To center and uphold queerness as the pinnacle of progress, as the Nation essayist did in 1993, and as our society has achieved, is to unavoidably negate the Biblical cosmic order. There is no way around it. And, let us note without hesitation that the victory of LGBT folks in this front would never have happened without heterosexuals first demolishing the basis for Biblical sexual order with the Sexual Revolution. Look around you at the chaos and destruction. It’s going to get much worse before it gets better.

In that 2013 essay, I wrote:

Gay marriage signifies the final triumph of the Sexual Revolution and the dethroning of Christianity because it denies the core concept of Christian anthropology. In classical Christian teaching, the divinely sanctioned union of male and female is an icon of the relationship of Christ to His church and ultimately of God to His creation.

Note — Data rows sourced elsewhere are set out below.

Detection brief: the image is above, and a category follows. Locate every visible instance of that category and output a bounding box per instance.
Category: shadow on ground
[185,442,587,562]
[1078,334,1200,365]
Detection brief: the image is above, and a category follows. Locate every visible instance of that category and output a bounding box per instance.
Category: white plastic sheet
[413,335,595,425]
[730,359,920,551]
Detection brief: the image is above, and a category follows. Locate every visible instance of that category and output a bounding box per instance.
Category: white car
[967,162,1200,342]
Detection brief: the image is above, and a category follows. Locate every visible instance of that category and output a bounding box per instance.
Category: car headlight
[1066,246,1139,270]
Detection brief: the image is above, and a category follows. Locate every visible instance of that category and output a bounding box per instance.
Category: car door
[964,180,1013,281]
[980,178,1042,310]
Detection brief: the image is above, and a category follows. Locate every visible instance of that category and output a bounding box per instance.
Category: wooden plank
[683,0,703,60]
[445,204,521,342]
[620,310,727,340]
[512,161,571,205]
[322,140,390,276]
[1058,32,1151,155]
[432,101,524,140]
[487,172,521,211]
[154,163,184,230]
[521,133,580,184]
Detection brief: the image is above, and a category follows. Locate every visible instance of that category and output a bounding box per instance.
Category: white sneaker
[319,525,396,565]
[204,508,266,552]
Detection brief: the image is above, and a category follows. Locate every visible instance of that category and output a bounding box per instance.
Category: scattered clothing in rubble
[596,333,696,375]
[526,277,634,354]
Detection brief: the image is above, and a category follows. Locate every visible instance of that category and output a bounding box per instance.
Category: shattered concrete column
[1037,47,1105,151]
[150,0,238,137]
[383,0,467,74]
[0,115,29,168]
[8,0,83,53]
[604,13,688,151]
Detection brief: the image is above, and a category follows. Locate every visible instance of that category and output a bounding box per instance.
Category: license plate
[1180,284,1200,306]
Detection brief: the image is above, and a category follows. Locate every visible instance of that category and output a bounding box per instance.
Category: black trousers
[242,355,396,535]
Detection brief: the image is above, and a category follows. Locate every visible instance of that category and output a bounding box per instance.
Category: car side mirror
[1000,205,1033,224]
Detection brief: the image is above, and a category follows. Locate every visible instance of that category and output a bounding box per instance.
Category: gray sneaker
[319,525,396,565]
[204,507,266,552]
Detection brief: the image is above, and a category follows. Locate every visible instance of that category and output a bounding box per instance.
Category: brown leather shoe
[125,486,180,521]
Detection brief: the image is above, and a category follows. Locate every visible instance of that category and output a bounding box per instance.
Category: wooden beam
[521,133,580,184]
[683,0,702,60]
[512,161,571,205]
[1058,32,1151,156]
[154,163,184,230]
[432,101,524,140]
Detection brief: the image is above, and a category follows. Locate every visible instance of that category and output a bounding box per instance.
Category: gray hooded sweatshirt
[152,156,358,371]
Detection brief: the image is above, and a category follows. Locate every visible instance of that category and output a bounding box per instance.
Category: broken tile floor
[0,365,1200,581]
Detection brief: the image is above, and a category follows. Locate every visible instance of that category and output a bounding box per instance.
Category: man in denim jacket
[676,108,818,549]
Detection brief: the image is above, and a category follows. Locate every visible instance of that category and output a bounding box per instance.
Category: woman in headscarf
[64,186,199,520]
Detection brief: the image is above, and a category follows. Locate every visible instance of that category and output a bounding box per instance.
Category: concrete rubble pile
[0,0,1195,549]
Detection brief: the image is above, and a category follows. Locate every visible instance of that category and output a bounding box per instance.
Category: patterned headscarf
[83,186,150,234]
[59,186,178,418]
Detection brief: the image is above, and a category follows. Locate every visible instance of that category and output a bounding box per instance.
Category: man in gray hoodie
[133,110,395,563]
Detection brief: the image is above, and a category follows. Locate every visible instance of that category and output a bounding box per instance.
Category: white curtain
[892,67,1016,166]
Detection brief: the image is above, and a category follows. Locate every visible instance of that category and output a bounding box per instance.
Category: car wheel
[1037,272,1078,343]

This is why gay marriage negates Christian cosmology, from which we derive our modern concept of human rights and other fundamental goods of modernity. Whether we can keep them in the post-Christian epoch remains to be seen.

It also remains to be seen whether we can keep Christianity without accepting Christian chastity. Sociologist Christian Smith’s research on what he has termed “moralistic therapeutic deism”—the feelgood, pseudo-Christianity that has supplanted the normative version of the faith in contemporary America—suggests that the task will be extremely difficult.

Will we be able to keep Christianity without Biblical cosmology? Can we reconcile Christianity with the Sexual Revolution? No, and no. Emphatically not. It is one thing to fail to harmonize with the divine order; we call that “sin,” and we’re all guilty of it to some degree. But it is an entirely different thing to deny the divine order. Christian sexual morality does not come from a few phrases in St. Paul’s letters. It is built on the deepest conceivable foundations. If you don’t know that as a Christian (or a Jew), then you should. Reading Matthieu Pageau is a good place to start.

UPDATE: Just posted. I believe Team Francis is ultimately going to queer the Catholic Church’s moral teaching. And then what? Schism? The Great Apostasy?